En politique d'abord, puisque le fameux « les promesses n'engagent que ceux qui les tiennent » n'est plus un cri de rage, mais un constat amer. Actuellement, nous n'avons plus à choisir entre la gauche et la droite, mais entre les mensonges de la gauche et ceux de la droite. Alors certes, les mensonges de la gauche continuent d'avoir ma préférence parce qu'ils me donnent bonne conscience, mais cela ne résout en rien les problèmes du pays.
Et le pire dans tout cela, c'est qu'entre le cynisme de droite et le clientélisme de gauche, tous les électeurs sont convaincus que les mensonges de ceux de leur camp valent mieux que les politiques de ceux du camp d'en face... Pendant ce temps, les politiciens ne pensent qu'à se remplir les poches (ou à remplir celles de leurs amis).
Mais les politiciens ne sont pas les seuls à mentir. Les industriels ne reculent devant aucune contre-vérité pour nous exploiter toujours un peu plus. Que ce soit en prétendant être au bord de la faillite pour obtenir des baisses d'impôts ou en mettant du minerai de cheval dans des lasagnes de boeuf, ceux dont l'objectif avoué est de s'enrichir toujours plus ont depuis longtemps compris que c'était en disant n'importe quoi qu'ils vendraient tout à n'importe qui (souvenez-vous du « les docteurs fument des Lucky). Et pour être franc, on ne peut même pas faire semblant d'être surpris. Depuis le temps que tous les prix augmentent, sauf ceux de la malbouffe, on aurait dû comprendre qu'ils nous faisaient manger de la m***. Depuis le temps que les multinationales s'enrichissent de par le monde, on sait qu'elles pourraient payer plus d'impôts.
Et maintenant, les scientifiques s'y mettent.
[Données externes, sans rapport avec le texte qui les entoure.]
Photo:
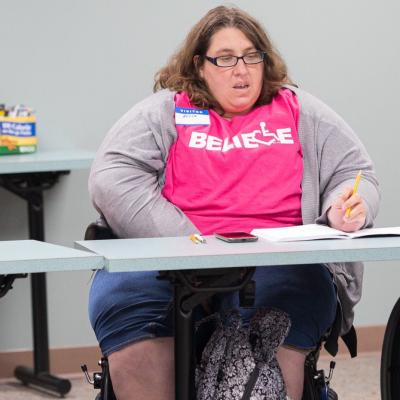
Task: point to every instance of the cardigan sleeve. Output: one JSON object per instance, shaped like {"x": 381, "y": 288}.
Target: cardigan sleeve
{"x": 125, "y": 181}
{"x": 341, "y": 155}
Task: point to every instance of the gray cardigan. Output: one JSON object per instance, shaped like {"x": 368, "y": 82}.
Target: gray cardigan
{"x": 127, "y": 177}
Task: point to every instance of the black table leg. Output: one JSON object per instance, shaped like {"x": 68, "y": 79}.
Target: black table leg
{"x": 30, "y": 187}
{"x": 184, "y": 330}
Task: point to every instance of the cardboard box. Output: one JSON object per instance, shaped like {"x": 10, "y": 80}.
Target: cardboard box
{"x": 17, "y": 135}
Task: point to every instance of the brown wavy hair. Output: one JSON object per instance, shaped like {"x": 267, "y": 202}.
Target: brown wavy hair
{"x": 182, "y": 70}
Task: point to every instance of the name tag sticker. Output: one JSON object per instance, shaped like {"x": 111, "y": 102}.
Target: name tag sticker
{"x": 191, "y": 116}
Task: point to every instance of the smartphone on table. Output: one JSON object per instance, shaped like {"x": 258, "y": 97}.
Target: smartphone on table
{"x": 236, "y": 237}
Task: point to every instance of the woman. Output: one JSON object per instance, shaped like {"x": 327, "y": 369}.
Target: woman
{"x": 227, "y": 145}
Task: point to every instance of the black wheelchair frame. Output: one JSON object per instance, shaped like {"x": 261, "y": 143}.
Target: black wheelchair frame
{"x": 390, "y": 358}
{"x": 191, "y": 289}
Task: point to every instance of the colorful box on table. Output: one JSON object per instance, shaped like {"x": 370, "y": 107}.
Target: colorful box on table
{"x": 17, "y": 135}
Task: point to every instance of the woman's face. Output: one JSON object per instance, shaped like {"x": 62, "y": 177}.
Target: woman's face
{"x": 235, "y": 88}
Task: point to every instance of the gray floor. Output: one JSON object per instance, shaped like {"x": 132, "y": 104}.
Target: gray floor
{"x": 353, "y": 379}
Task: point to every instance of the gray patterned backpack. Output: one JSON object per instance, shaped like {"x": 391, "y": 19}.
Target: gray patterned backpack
{"x": 240, "y": 363}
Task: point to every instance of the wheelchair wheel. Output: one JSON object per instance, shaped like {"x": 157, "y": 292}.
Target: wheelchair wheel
{"x": 390, "y": 360}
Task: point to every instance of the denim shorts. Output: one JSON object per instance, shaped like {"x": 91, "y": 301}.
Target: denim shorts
{"x": 126, "y": 307}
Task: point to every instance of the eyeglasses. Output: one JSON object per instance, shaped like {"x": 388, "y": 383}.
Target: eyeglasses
{"x": 254, "y": 57}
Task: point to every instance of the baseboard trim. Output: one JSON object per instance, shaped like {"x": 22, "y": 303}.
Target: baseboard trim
{"x": 69, "y": 360}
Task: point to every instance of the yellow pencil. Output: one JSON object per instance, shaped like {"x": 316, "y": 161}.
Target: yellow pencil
{"x": 355, "y": 187}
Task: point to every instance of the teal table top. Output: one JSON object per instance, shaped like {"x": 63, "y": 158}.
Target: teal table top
{"x": 27, "y": 256}
{"x": 46, "y": 160}
{"x": 170, "y": 253}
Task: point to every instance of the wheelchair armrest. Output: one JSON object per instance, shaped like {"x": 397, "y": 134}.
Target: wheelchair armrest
{"x": 99, "y": 231}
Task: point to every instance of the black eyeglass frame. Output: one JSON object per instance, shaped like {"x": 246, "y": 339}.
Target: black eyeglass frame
{"x": 214, "y": 60}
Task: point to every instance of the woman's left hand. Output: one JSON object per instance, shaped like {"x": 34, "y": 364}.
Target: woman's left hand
{"x": 337, "y": 213}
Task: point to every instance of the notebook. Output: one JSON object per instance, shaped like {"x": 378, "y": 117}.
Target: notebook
{"x": 315, "y": 232}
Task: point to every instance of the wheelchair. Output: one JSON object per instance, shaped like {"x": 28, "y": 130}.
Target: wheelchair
{"x": 390, "y": 358}
{"x": 195, "y": 288}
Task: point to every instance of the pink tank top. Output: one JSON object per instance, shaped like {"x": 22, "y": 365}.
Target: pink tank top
{"x": 238, "y": 174}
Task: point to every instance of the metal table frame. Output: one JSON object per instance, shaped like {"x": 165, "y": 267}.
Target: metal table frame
{"x": 28, "y": 176}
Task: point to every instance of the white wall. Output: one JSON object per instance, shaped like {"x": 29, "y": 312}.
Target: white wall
{"x": 82, "y": 64}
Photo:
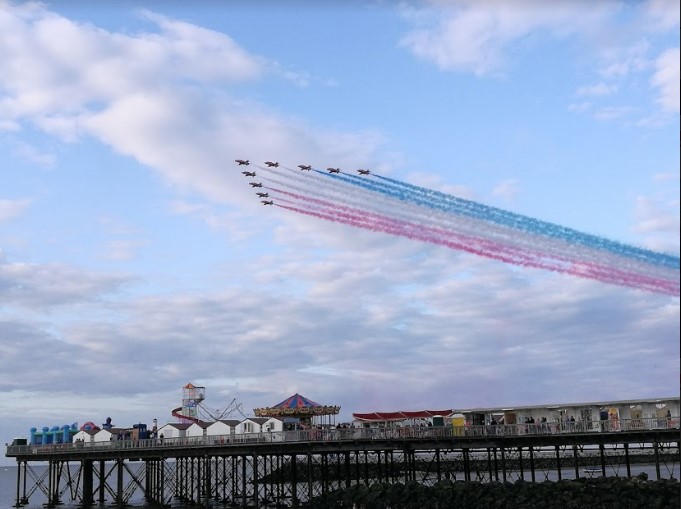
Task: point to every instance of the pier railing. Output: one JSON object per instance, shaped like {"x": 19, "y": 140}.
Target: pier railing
{"x": 353, "y": 434}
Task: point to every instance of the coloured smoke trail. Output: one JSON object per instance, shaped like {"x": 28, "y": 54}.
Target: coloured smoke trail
{"x": 386, "y": 205}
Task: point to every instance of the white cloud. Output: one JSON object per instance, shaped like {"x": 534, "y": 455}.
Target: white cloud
{"x": 667, "y": 78}
{"x": 10, "y": 209}
{"x": 664, "y": 14}
{"x": 474, "y": 36}
{"x": 598, "y": 89}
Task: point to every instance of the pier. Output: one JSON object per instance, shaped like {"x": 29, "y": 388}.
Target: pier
{"x": 286, "y": 469}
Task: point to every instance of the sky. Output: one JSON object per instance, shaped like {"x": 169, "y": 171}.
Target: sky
{"x": 135, "y": 258}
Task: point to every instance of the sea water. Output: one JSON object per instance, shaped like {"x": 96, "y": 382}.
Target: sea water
{"x": 8, "y": 483}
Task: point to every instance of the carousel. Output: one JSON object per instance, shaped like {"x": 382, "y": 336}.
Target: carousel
{"x": 298, "y": 408}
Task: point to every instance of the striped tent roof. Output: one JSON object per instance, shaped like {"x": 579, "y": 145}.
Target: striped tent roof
{"x": 297, "y": 405}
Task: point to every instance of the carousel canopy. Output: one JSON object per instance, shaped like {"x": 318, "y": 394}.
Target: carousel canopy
{"x": 297, "y": 405}
{"x": 401, "y": 416}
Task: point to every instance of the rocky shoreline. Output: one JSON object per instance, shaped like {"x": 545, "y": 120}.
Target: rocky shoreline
{"x": 583, "y": 493}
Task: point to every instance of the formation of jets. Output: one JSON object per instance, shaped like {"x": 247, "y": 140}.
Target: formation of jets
{"x": 275, "y": 164}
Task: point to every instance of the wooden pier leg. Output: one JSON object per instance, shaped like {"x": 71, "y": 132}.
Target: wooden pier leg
{"x": 102, "y": 481}
{"x": 87, "y": 483}
{"x": 520, "y": 463}
{"x": 294, "y": 477}
{"x": 18, "y": 500}
{"x": 119, "y": 484}
{"x": 656, "y": 449}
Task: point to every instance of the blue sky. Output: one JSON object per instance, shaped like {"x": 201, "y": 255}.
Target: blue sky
{"x": 133, "y": 259}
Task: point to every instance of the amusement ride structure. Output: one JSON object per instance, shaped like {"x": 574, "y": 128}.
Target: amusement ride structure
{"x": 193, "y": 408}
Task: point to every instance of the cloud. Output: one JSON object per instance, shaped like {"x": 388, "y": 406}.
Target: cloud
{"x": 474, "y": 37}
{"x": 39, "y": 287}
{"x": 10, "y": 209}
{"x": 598, "y": 89}
{"x": 667, "y": 78}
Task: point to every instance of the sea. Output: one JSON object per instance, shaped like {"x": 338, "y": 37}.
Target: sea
{"x": 8, "y": 484}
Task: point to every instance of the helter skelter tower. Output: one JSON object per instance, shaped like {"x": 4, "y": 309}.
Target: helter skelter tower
{"x": 192, "y": 396}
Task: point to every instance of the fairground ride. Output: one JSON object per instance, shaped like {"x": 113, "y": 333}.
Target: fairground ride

Des gens qui ont des doctorats sont capables de dire que les OGM pourront résoudre le problème de la fin dans le monde pendant que d'autres prétendent que ces mêmes OGM amèneront une catastrophe alimentaire. Même le réchauffement climatique, dont nous percevons les effets dans notre vie quotidienne, est remis en cause par des docteurs supposés sérieux. Les adjuvants à l'aluminium présents dans les vaccins s'avèrent fatals à de nombreux individus, mais continuent d'être considérés comme indispensables.
Mais ce qui me choque le plus, dans tout cela, c'est qu'à chaque fois qu'un scandale éclate, on peut se dire : « Bien sûr, c'est leur boulot de faire un maximum d'argent. Comment pouvait-on espérer mieux ? » Et c'est sur ce point que je voudrais terminer cette chronique : on ne peut pas espérer mieux. Nous sommes à l'époque de la gouvernance par le doute. Savoir si la CIA était au courant des attentats du 11 septembre ou si Findus savait qu'il y avait de la viande de cheval dans ses lasagnes n'a pas beaucoup d'importance. L'important pour nos dirigeants, c'est que nous soyons conscients qu'aucune information qui nous est fournie n'est fiable. Alors nous pourrons continuer de douter pendant qu'ils continuent de nous exploiter.